GBPUSD

The British Pound strengthened on Tuesday, taking the GBP/USD pair to an intra day high of 1.48, before settling at 1.4770. The UK inflation rate in March stayed at Zero levels for the second consecutive month, despite which the pair managed to sustain above 1.46. Consequently, the pair rallied after a weaker-than-expected US advance retail sales number hit the wires. The downward revision of the US growth forecasts by the International Monetary Fund (IMF) further strengthened the Pound. However, in my view the rally could be utilized to initiate fresh sell trades on Pound, as the USD could make a comeback since a 2015 rate hike is still on the table. Meanwhile, the prospects of BOE delaying the rate hike to 2016 are increasing each day. The March PMI reports showed, companies were concerned about the strength of the British Pound against the Euro. Election uncertainty is also very much intact. Plus inflation has stayed at zero levels for two consecutive months. Hence., there is little reason for BOE to push for a rate hike this year. Consequently, a fresh selling interest can be anticipated anywhere at/above 1.48. If the Greece issue flares up today, the selling in the EUR/GBP cross could help cable. However, such an event would see money flowing into US Treasuries, thereby keeping the demand for the USD relatively higher.

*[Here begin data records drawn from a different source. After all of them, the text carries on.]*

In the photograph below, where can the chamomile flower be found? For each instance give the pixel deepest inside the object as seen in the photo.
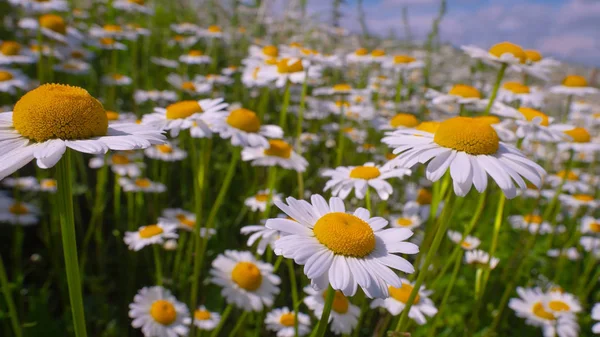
(158, 313)
(247, 283)
(282, 321)
(470, 149)
(359, 178)
(342, 249)
(24, 138)
(422, 307)
(150, 235)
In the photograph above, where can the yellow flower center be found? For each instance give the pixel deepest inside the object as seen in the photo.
(574, 81)
(401, 294)
(467, 135)
(365, 172)
(18, 209)
(150, 231)
(183, 109)
(10, 48)
(54, 23)
(465, 91)
(271, 51)
(163, 311)
(284, 66)
(201, 315)
(287, 319)
(244, 119)
(59, 111)
(247, 276)
(579, 135)
(508, 48)
(404, 120)
(345, 234)
(539, 310)
(403, 59)
(279, 148)
(530, 114)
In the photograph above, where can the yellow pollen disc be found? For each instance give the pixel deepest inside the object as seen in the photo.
(467, 135)
(279, 148)
(402, 59)
(579, 135)
(574, 81)
(287, 319)
(119, 159)
(150, 231)
(59, 111)
(365, 172)
(345, 234)
(424, 197)
(558, 306)
(401, 294)
(183, 109)
(53, 22)
(532, 218)
(378, 53)
(271, 51)
(502, 48)
(539, 310)
(244, 119)
(195, 53)
(201, 315)
(361, 52)
(340, 302)
(5, 76)
(247, 276)
(530, 114)
(10, 48)
(143, 183)
(404, 120)
(163, 311)
(465, 91)
(18, 209)
(533, 55)
(284, 67)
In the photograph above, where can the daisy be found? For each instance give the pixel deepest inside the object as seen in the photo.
(182, 115)
(359, 178)
(278, 153)
(247, 283)
(206, 320)
(24, 138)
(158, 313)
(282, 321)
(342, 249)
(422, 307)
(344, 315)
(259, 201)
(470, 149)
(150, 235)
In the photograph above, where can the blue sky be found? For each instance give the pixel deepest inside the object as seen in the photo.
(565, 29)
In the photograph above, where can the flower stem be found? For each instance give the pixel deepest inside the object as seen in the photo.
(67, 224)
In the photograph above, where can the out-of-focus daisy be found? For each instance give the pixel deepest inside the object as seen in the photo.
(359, 178)
(158, 313)
(248, 283)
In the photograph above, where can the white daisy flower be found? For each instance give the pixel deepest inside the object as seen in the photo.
(24, 138)
(150, 235)
(282, 321)
(341, 249)
(422, 307)
(470, 149)
(158, 313)
(247, 283)
(344, 179)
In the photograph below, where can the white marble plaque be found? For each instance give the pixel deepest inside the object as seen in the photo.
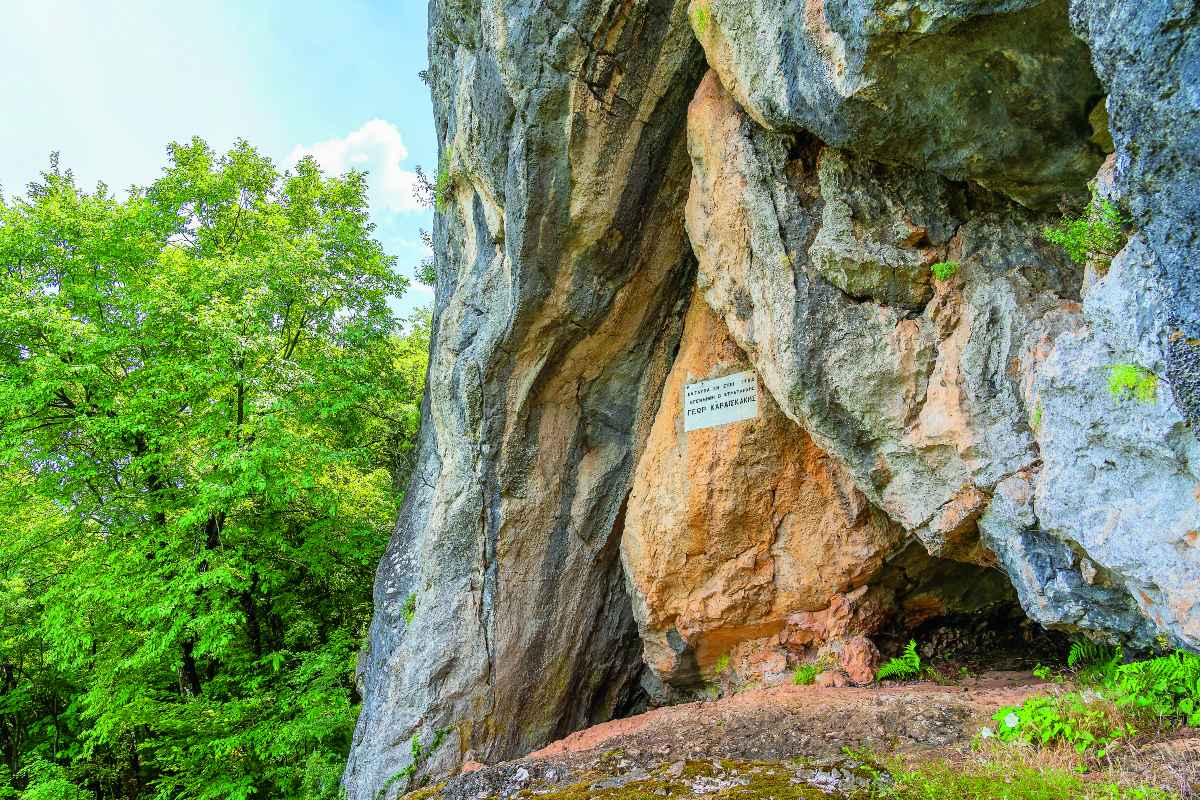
(720, 401)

On the hourly chart, we see the pair breached the inverted head and shoulder formation, which opened doors for a target of 1.4830-1.4850. However, the gains have been capped at hourly 200-MA currently positioned at 1.4791. The rejection at 1.4790-1.48 pushed the pair below 1.4768 (50% Fib retracement of 1.4971-1.4565), although the pair appears to have stabilized around 1.4750 levels. Given, the bullish RSI divergence on the daily charts, we could see another attempt at 1.48 levels. A break above the same could open doors for 1.4850. On the other hand, failure to break above 1.48 could see a fresh selling interest.


EUR/USD Forecast: Another attempt at 1.07 possible

EURUSD

The EUR/USD finally saw a recovery on Tuesday as the economic data releases out of the Eurozone and the US diverged in favor of the shared currency. Eurozone Industrial production jumped 1.1% in February, easily beating the market’s 0.4% forecast. However, it made little difference to the EUR by itself. The real boost came from a weaker-than-expected advance retail sales data and downward revision of US growth forecasts by the IMF. The pair rose to a intraday high of 1.0703. However, Greece issue still remains intact. The IMF warned that the negotiations are falling apart but Greece was quick to deny the risk of a default. According to “EU officials,” they most likely will not approve Greek reforms when they meet on April 24 and that the earliest they could reach a deal will be at the May 11 meeting. However, Greece needs funds before May 1 as the IMF loans are due on May 1. Thus, possibility of Greece defaulting on its loans has increased multifold. Consequently, the shared currency could see its gains being capped around 1.07.

The European Central Bank (ECB) meeting is not expected to provide any major surprises today. If anything, Mario Draghi will use this opportunity to talk about the initial impact of Quantitative Easing including improvements in data, a weaker currency and lower interest rates. Consequiently, we may see the pair re-test 1.07.

On the charts, we see the pair trading below 1.0641 (23.6% Fib retracement of 1.1033-1.0519), with the hourly RSI bullish at 54.00. A break above the same could push the pair higher to 1.07 levels. On the contrary, failure to rise above 1.0641 could push the pair down to hourly 50-MA at 1.0595. However, the gains on Tuesday have confirmed bullish RSI divergence on the daily chart. Thus, likelihood of the pair moving higher to 1.07 is more.